I don’t know the answer to that.  A friend who was injured in the Vietnam War told me that after he survived a life-threatening wound, he wrote on a card, “The Lord gave me another day.  Why?”  He carries that with him until this day.  I don’t think he has been able to pencil in an anwer yet.

Most people’s reaction to my continued residence above ground have said some version of “The Lord still has a mission for you.”  If that’s the case, I think He must be sorely disappointed.  I think I’ve been considerably less useful after my accident and coma.  A traumatic brain injury I suffered in the wreck has not been debilitating, but it has compromised some things and made me an irritable, grumpy, “get those kids off my lawn” kind of guy.  And the whole Lazarus act has left me with a few nagging health issues.  I’m getting along fine, but I suspect I was more useful before all of that went down.

And the friends I’ve lost?  No false humility here:  They were more likely to do good things than I am.  Better people.  Better servants.  They’d both get picked way before me in a pickup game of celestial softball.  I’m a right fielder on that team:  Limited skills, but if the ball only comes my way every couple of innings, I won’t screw things up too badly.  (Maybe I should stick with this analogy and assume that they were called up to the majors while I’m left scuffling in triple-A).

All of us struggle with finding meaning in life.  I think that struggle is amplified when experiences make our lives seem more fragile.  Such experiences leave whispers in our ears telling us that if we have a purpose, we better find it quickly, because our tomorrows aren’t guaranteed.
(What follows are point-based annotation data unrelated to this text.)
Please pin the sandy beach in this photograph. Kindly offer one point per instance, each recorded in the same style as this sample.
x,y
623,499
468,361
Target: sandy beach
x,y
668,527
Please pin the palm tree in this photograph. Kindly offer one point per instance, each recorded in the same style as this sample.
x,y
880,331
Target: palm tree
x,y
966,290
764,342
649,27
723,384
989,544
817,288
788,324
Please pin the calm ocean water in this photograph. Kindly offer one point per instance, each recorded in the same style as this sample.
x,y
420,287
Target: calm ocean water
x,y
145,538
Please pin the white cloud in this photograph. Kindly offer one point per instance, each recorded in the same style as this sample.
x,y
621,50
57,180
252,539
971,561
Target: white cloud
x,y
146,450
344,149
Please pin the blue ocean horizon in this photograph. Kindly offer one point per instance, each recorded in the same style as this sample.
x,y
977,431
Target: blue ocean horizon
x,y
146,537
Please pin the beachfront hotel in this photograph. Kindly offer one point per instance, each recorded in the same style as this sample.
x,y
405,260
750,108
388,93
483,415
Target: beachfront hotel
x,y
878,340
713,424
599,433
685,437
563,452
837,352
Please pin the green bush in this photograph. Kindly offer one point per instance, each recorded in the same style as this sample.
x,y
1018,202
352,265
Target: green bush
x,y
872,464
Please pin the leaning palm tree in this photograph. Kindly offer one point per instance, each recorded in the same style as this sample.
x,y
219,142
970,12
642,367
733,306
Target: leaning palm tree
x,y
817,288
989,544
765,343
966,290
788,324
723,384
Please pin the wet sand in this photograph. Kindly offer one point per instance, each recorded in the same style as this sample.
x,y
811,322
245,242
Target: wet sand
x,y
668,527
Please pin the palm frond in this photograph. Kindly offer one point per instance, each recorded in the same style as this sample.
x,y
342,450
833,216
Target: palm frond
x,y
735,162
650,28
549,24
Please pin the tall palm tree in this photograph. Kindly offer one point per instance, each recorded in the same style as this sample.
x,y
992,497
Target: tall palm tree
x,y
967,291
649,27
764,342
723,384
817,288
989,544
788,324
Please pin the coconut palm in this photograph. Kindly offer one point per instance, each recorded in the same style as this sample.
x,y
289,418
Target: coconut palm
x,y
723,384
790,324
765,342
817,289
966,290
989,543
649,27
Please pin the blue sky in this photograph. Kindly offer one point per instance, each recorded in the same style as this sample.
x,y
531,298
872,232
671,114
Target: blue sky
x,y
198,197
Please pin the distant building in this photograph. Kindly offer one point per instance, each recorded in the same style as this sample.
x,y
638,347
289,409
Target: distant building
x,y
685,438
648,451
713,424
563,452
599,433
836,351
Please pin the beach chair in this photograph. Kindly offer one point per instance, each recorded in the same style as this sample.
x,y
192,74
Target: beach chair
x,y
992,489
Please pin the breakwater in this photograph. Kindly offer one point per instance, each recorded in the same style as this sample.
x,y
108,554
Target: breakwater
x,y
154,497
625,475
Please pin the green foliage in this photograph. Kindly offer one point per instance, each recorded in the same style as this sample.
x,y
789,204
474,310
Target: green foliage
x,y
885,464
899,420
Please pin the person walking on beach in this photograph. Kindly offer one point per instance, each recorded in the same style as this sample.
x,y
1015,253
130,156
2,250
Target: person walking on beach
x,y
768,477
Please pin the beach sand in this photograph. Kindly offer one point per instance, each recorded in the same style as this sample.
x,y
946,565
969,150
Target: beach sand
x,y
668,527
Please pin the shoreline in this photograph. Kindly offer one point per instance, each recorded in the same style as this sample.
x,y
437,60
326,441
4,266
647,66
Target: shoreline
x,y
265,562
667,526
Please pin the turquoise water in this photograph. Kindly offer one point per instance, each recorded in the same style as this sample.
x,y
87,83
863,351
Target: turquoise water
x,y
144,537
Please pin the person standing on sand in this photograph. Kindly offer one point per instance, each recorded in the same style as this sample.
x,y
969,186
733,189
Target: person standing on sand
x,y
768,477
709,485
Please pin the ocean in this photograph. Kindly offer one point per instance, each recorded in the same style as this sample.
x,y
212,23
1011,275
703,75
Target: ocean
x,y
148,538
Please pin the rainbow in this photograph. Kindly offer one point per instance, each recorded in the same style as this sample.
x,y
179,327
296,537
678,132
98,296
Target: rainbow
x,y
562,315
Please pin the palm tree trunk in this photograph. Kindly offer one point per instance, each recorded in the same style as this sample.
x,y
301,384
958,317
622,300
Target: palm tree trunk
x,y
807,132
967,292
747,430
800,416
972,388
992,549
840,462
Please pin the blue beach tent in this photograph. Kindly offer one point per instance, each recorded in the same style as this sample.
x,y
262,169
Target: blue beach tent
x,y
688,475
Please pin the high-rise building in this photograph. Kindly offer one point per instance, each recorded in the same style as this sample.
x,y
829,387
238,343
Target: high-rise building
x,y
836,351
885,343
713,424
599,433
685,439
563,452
I’ve had to reconcile myself to the realization that if there was a Purpose to me being spared (the capital-P kind of Purpose, like the reason Peter Parker was bitten by a radioactive spider), I’m unlikely to know what it is until it gets here, and forcing the issue probably will just frustrate me.  So I focus more on the lower-case purposes for which I might have been spared.  That involves the people right in front of me.  If I can be encouraging or comforting, if I can lighten a load through humor, if i can use my bonus hours by being present for others, that is probably enough for me.  I think a lot of accumulated good can be done by just being a little kinder, a little more available, a little more helpful to the people with whom I am blessed to share mortality.

Either Heaven or Hell is going to have to put up with me eventually.   Until that time, I’ll worry less about why I am here and just try to make my little piece of the planet a bit more pleasant.

As long as everyone stays off my lawn.